Miller-McCune reporter Tom Jacobs recently interviewed Harvey James, an associate professor of economics at the University of Missouri, about a recent research project in which he that found that ethical people tended be more satisfied with their lives than their less ethical peers.
For his study, which was published earlier this year in the social sciences journal Kyklos, James used data from questions asked of participants to the 2005-2006 World Values Survey, a global research project that periodically asks representative samples of people around the world about their values, beliefs and attitudes on a wide range of topics.

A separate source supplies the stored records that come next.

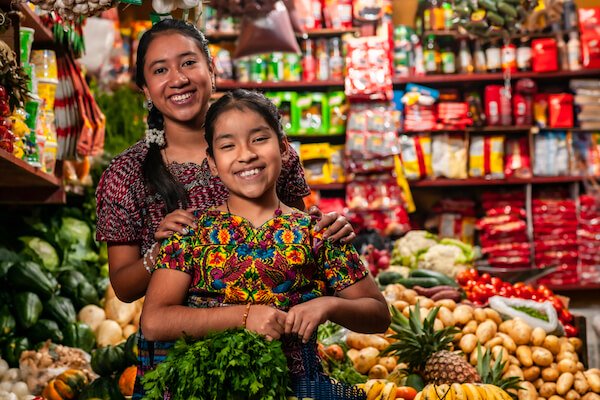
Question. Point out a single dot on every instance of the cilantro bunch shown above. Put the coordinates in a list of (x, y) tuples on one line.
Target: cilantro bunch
[(228, 365)]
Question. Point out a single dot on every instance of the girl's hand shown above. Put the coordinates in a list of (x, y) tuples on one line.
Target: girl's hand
[(177, 221), (266, 320), (338, 227), (304, 319)]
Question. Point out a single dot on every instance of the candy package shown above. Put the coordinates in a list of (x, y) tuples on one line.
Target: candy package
[(486, 157), (449, 156)]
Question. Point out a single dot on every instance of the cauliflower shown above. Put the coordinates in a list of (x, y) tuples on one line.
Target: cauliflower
[(444, 258), (408, 248)]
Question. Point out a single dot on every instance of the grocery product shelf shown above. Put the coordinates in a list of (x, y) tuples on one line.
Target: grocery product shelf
[(496, 76), (329, 186), (299, 85), (22, 183), (42, 34), (442, 182), (317, 33)]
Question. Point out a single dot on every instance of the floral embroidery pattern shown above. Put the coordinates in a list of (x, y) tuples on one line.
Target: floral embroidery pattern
[(281, 263)]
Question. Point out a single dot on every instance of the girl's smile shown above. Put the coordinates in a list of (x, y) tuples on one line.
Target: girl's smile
[(247, 154)]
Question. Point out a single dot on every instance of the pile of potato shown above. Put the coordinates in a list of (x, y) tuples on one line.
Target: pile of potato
[(115, 322), (549, 364)]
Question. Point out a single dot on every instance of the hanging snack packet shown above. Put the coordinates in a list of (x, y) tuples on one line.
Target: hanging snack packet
[(449, 156), (486, 157), (416, 156), (518, 160)]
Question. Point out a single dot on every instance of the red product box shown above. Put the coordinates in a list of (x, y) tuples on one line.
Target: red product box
[(589, 19), (590, 49), (561, 110), (544, 55)]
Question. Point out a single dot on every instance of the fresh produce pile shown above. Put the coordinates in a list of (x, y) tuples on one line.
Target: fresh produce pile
[(465, 351), (479, 288), (424, 250), (488, 17)]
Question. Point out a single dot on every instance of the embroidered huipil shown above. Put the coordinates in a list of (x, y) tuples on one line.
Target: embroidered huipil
[(128, 212), (282, 263)]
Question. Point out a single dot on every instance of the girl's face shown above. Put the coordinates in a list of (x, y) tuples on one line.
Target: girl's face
[(179, 80), (247, 153)]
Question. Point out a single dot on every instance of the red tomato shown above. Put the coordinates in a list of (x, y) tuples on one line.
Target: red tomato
[(406, 393), (570, 330)]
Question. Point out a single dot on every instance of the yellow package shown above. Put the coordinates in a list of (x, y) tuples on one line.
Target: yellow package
[(486, 157), (316, 161), (416, 156)]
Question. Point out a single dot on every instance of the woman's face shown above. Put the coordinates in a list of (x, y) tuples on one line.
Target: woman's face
[(179, 80), (247, 153)]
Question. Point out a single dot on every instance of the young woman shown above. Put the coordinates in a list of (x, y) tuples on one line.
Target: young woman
[(254, 262), (148, 191)]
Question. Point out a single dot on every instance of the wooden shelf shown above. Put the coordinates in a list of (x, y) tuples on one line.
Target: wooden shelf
[(299, 85), (42, 34), (492, 77), (22, 183), (217, 36), (442, 182)]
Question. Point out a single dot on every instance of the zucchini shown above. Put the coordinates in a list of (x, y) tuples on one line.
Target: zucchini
[(507, 10), (45, 329), (442, 279), (489, 5), (7, 322), (30, 277), (12, 349), (61, 310), (28, 308), (494, 18), (79, 335), (388, 277)]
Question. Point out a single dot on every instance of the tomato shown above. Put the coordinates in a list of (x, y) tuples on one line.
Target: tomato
[(406, 393), (486, 278), (570, 330)]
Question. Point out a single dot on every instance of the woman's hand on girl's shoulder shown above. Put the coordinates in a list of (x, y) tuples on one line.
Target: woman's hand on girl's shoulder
[(337, 226), (179, 221)]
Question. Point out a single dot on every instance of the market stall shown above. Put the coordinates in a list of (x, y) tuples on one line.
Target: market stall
[(461, 139)]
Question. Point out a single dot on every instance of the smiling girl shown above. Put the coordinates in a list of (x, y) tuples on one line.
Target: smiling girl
[(260, 258)]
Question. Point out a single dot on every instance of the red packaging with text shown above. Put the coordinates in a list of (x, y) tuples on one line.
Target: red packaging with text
[(544, 55)]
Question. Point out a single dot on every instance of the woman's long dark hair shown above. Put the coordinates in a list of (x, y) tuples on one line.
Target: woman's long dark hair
[(241, 99), (157, 176)]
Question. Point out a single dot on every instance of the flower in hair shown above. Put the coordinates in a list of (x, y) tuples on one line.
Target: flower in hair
[(156, 136)]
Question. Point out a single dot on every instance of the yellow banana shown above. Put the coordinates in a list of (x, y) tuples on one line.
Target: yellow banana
[(459, 394), (442, 391), (388, 392), (375, 389), (471, 392)]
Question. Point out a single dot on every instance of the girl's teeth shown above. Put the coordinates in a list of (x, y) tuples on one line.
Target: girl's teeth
[(248, 173), (182, 97)]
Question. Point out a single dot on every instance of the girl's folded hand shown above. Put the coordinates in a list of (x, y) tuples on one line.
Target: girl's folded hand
[(266, 320)]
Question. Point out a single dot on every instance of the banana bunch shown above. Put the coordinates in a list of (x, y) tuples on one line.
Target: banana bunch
[(464, 391), (379, 389)]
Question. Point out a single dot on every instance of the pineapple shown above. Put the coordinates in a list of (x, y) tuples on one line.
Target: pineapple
[(492, 374), (427, 351)]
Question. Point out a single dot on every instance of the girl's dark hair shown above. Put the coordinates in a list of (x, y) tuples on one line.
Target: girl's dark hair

Participants had been asked to rate, on a scale of 1 to 10, how satisfied they were with their life. They had also been asked several ethics questions, such as how they felt about claiming government benefits to which they weren’t entitled or about taking a bride.
“What I found is, generally, people who believe that these particular ethical scenarios are not acceptable also tend to indicate they are more satisfied with life,” James told Jacobs. “That’s with controlling for other factors that scholars have shown are also correlated with happiness, including relative wealth.”
James acknowledges that his study has several limitations, and that as a measure of ethics it is less than ideal. And, he says, it’s unclear whether his study’s finding reflects a correlation or a causation.
“It could be that a strong set of ethics affects happiness; it could be the other way around; or it could be something else that’s affecting both of them,” he says. “My personal belief is that not being willing to justify ethically questionable behaviors may improve a person’s psychological well-being, perhaps because he or she avoids feelings of guilt or shame. This could in turn produce an increase in happiness.”